- Born: Lachlan Sven McDonald Giles 17 June 1986 (age 39) Melbourne, Australia
- Nickname: Velachiraptor
- Height: 5 ft 6 in (1.68 m)
- Weight: 82.3 kg (181 lb; 12 st 13 lb)
- Division: Middleweight
- Team: Absolute MMA
- Trainer: John Simon
- Rank: BJJ black belt (under John Simon)
- Medal record
Representing Australia
Submission wrestling
ADCC World Championship
| Bronze medal – third place | 2019 California | Absolute |
Brazilian Jiu-Jitsu
World No-Gi Championship
| Bronze medal – third place | 2017 California | -73.5 kg |

= Lachlan Giles =

Australian grappler

Lachlan Sven McDonald Giles (born 17 June 1986) is an Australian grappler and Brazilian jiu-jitsu (BJJ) black belt competitor and coach. He is a bronze medalist in both the ADCC Submission Wrestling World Championship and World No-Gi Brazilian Jiu-Jitsu Championship.

== Early life and education==
Lachlan Giles was born on 17 June 1986, in Victoria, Australia.

Growing up he was a huge fan of Jet Li's martial arts movies and trained in Kung Fu initially. One year into his training he saw a tape of UFC 1 which was won by Royce Gracie. After watching the event, he was convinced that BJJ was the best form of self defense and shortly afterwards joined a BJJ academy to focus on it.

Giles’ first BJJ instructor was Tyrone Crosse who trained Giles from white to purple belt. However Giles suffered from a severe knee injury and was forced to stop his training for a year. When he returned, the academy had a new coach, John Simon. Simon promoted Giles to brown belt and in 2012 promoted him to black belt.

Giles attended La Trobe University where he earned a Bachelor of Physiotherapy in 2008 and a PhD in Physiotherapy in 2016.

== Grappling career ==
In 2015, Giles competing at Eddie Bravo Invitational 5 where he came third place after defeating Nathan Orchard and Rani Yahya before losing to Garry Tonon by Armbar.

In 2017, Giles competed at the World IBJJF Jiu-Jitsu No-Gi Championship where he came third place after being defeated by AJ Agazarm by points in the semi-finals.

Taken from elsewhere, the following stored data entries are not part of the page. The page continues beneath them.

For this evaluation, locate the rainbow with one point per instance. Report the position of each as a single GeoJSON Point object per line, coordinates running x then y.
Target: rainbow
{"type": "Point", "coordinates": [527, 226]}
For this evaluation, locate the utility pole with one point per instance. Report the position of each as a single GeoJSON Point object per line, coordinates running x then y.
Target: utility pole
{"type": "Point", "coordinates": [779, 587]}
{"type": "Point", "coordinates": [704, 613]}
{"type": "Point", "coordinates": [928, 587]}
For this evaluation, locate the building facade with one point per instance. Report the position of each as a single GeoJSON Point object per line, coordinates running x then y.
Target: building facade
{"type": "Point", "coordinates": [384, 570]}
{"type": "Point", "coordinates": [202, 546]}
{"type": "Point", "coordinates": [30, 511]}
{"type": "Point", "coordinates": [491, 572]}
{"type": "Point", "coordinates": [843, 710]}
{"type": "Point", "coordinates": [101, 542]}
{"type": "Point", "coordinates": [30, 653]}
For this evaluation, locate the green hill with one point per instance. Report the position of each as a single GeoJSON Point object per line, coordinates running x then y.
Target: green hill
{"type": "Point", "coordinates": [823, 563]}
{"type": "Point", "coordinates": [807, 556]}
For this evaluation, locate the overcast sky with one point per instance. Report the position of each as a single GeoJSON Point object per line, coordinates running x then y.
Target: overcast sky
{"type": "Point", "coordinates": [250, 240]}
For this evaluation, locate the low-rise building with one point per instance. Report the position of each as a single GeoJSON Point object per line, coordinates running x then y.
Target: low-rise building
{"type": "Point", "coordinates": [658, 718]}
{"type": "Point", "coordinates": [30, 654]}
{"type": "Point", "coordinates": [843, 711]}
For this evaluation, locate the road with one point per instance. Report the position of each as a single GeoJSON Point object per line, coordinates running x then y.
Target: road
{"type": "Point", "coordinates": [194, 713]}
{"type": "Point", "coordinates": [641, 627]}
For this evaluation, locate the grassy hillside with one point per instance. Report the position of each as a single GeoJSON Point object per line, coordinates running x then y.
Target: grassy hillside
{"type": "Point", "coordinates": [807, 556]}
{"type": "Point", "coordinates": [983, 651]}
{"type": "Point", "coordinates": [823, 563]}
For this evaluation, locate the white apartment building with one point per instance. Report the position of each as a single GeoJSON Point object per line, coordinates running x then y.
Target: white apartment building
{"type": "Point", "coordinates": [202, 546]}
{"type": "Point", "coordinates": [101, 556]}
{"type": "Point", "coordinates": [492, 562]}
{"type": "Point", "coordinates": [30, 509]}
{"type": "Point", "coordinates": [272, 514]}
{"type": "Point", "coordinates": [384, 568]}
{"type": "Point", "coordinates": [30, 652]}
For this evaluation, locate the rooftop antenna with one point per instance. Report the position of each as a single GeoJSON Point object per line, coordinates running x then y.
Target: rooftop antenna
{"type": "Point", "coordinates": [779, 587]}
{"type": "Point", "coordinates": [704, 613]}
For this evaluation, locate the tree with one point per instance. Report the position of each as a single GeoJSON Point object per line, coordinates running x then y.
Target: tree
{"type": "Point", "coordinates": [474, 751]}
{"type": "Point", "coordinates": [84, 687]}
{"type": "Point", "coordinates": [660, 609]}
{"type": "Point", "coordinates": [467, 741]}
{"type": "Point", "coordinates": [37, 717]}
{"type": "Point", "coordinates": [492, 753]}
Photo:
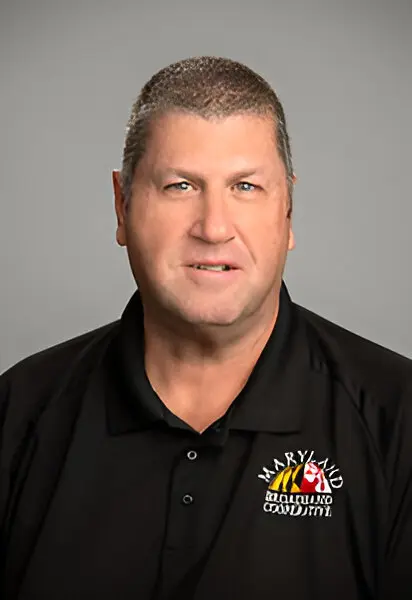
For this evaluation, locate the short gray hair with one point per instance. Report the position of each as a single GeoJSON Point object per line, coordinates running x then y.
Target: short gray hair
{"type": "Point", "coordinates": [207, 86]}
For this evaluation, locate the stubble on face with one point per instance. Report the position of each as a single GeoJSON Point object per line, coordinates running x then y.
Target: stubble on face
{"type": "Point", "coordinates": [209, 191]}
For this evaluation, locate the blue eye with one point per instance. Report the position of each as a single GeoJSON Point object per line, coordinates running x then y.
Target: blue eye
{"type": "Point", "coordinates": [181, 186]}
{"type": "Point", "coordinates": [245, 186]}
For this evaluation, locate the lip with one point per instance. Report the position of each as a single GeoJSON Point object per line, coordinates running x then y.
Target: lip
{"type": "Point", "coordinates": [213, 263]}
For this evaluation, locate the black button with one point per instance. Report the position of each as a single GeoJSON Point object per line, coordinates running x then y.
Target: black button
{"type": "Point", "coordinates": [187, 499]}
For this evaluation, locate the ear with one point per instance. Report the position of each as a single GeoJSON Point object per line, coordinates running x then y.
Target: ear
{"type": "Point", "coordinates": [120, 208]}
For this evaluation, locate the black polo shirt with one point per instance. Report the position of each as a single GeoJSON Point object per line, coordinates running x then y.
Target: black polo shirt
{"type": "Point", "coordinates": [302, 489]}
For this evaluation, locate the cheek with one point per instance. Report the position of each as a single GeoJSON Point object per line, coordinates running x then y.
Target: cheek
{"type": "Point", "coordinates": [267, 232]}
{"type": "Point", "coordinates": [151, 235]}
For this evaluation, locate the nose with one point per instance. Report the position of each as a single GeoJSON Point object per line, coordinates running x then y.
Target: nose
{"type": "Point", "coordinates": [213, 223]}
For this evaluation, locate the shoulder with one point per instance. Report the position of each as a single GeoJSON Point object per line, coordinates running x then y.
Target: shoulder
{"type": "Point", "coordinates": [359, 363]}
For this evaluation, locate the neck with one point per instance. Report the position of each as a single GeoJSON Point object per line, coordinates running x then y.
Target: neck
{"type": "Point", "coordinates": [198, 374]}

In the 2019 ADCC World Championship, Giles defeated Kaynan Duarte and Patrick Gaudio before being submitted by Gordon Ryan. Giles defeated Mahamed Aly by leglock to earn a bronze medal in the absolute category. Giles' achievement was considered notable as he was much smaller than his opponents who came mainly from the Heavyweight divisions and outweighed him by around 20 kg.

In 2020, Giles made a post on Instagram stating those who have won medals while using PEDs should relinquish those titles. Gordon Ryan made a response accusing Giles of using PEDs. After some back and forth, Giles challenged Ryan that he would bet $500,000 of his own money against just $5,000 of Ryan's that he would pass a drug test right now. Ryan did not respond to the challenge.

Giles teaches BJJ as well. He was the coach of fellow Australian grappler, Craig Jones whom he awarded a black belt in 2016. He served as the head coach for Team Australasia at the Craig Jones Invitational 2 in 2025.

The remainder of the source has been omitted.